Damit sind auch nicht beaufsichtigte Marktteilnehmer den Verhaltensregeln unterstellt. Für diese Finanzdienstleister wird die Einhaltung der Verhaltensregeln nicht durch eine Aufsichtsbehörde überwacht.

Welche Verhaltenspflichten sind künftig zu beachten?
Das geplante FIDLEG sieht eine Vielzahl von Verhaltenspflichten vor, die nachfolgend nur überblicksweise dargestellt werden können. Die Verhaltenspflichten sind in folgende Kategorien aufgeteilt:

  • Informationspflichten
  • Pflicht zur Eignungs- und Angemessenheitsprüfung
  • Dokumentations- und Rechenschaftspflicht
  • Transparenz- und Sorgfaltspflicht

Informationspflichten: Finanzdienstleister müssen ihre Kunden vor Abschluss des Vertrags oder Erbringen der Dienstleistung über verschiedene Aspekte der Kundenbeziehung informieren. Unter anderem müssen den Kunden die mit den Finanzdienstleistungen oder den Finanzinstrumenten verbundenen Risiken sowie Kosten aufgezeigt werden. Finanzdienstleister dürfen sich oder ihre Dienstleistungen nur dann als unabhängig bezeichnen, wenn sie eine ausreichende Zahl auf dem Markt angebotener Finanzinstrumente berücksichtigen und im Zusammenhang mit der Dienstleistungserbringung von Dritten keine Vorteile annehmen, die sie nicht an die Kunden weitergeben.

Eignungs- und Angemessenheitsprüfung: Finanzdienstleister müssen die Kenntnisse und Erfahrungen ihrer Kunden in Erfahrung bringen und vor der Dienstleistungserbringung prüfen, ob diese für die Kunden angemessen sind. Bei der Vermögensverwaltung und Anlageberatung ist vor einer Empfehlung von Finanzdienstleistungen und Finanzinstrumenten zu prüfen, ob diese in Anbetracht der finanziellen Verhältnisse und Anlageziele des Kunden geeignet sind.

Dokumentations- und Rechenschaftspflichten: Finanzdienstleister müssen verschiedene Tätigkeiten und Vereinbarungen im Rahmen der Kundenbeziehung dokumentieren. Bei der Vermögensverwaltung und Anlageberatung sind insbesondere die Bedürfnisse des Kunden und die Gründe für jede Empfehlung, die zum Erwerb oder zur Veräusserung eines Finanzinstruments führt, zu dokumentieren. Dem Kunden ist eine Kopie der Dokumentation zu übergeben.

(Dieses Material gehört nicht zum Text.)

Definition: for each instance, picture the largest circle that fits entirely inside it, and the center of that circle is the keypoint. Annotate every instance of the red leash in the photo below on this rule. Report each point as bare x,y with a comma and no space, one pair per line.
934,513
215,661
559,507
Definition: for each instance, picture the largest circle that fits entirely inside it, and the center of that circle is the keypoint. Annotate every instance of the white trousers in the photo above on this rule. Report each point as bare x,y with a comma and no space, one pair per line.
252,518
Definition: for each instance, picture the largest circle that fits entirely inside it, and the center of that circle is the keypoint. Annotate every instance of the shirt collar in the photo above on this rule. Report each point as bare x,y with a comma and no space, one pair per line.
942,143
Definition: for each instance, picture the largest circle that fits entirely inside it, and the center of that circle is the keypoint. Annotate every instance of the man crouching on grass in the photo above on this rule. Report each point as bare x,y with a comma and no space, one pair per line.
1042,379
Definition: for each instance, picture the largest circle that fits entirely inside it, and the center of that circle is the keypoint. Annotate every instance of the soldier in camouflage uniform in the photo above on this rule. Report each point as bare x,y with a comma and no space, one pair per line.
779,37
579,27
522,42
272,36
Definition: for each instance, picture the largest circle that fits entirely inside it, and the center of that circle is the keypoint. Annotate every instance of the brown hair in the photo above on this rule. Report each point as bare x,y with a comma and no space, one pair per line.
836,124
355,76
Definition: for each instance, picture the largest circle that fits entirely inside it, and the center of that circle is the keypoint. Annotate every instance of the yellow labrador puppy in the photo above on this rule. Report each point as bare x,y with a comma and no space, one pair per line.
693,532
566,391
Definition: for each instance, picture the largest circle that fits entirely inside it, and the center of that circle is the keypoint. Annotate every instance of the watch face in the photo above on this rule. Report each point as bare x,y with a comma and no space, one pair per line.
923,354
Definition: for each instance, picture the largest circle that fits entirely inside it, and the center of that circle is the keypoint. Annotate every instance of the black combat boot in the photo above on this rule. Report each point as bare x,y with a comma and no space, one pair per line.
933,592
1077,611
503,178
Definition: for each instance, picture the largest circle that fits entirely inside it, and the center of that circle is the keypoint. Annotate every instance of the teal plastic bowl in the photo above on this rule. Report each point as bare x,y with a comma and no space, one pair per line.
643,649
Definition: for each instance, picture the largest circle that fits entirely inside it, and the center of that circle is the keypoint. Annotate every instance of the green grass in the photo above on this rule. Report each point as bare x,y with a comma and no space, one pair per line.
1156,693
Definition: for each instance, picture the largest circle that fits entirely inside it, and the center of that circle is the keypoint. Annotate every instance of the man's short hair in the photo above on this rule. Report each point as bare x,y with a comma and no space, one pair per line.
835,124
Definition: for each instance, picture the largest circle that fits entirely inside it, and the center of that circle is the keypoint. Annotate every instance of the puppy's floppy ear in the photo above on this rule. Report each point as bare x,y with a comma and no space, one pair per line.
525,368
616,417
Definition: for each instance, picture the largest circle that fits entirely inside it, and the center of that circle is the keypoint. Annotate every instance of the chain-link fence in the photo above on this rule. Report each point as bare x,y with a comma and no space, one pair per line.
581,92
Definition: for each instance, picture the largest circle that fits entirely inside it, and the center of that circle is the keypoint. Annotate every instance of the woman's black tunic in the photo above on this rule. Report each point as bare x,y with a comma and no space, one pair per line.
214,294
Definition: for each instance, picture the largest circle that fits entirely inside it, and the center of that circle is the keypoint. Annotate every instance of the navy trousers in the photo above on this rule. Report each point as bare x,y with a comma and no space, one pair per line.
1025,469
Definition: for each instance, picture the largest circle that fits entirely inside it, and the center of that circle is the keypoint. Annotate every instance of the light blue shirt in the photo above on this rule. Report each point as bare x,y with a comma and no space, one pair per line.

Der Umfang der Sorgfaltspflichten hängt von der Kundenkategorie ab. Bei professionellen und institutionellen Kunden bestehen verschiedene Erleichterungen. Vermögende Privatkunden können unter gewissen Bedingungen erklären, dass sie als professionelle Kunden gelten wollen (Opting-Out).

Welche Organisationspflichten sind künftig zu beachten?
Das FIDLEG sieht verschiedene Anforderungen an die Organisation von Finanzdienstleistern vor. Die Finanzdienstleister müssen durch interne Vorschriften und eine angemessene Betriebsorganisation sicherstellen, dass sie die Pflichten unter dem FIDLEG erfüllen. Dazu gehören auch die Gewährleistung der notwendigen Fähigkeiten, Kenntnisse und Erfahrungen ihrer Mitarbeiter sowie besondere Anforderungen an den Beizug von Dritten bei der Erbringung von Finanzdienstleistungen.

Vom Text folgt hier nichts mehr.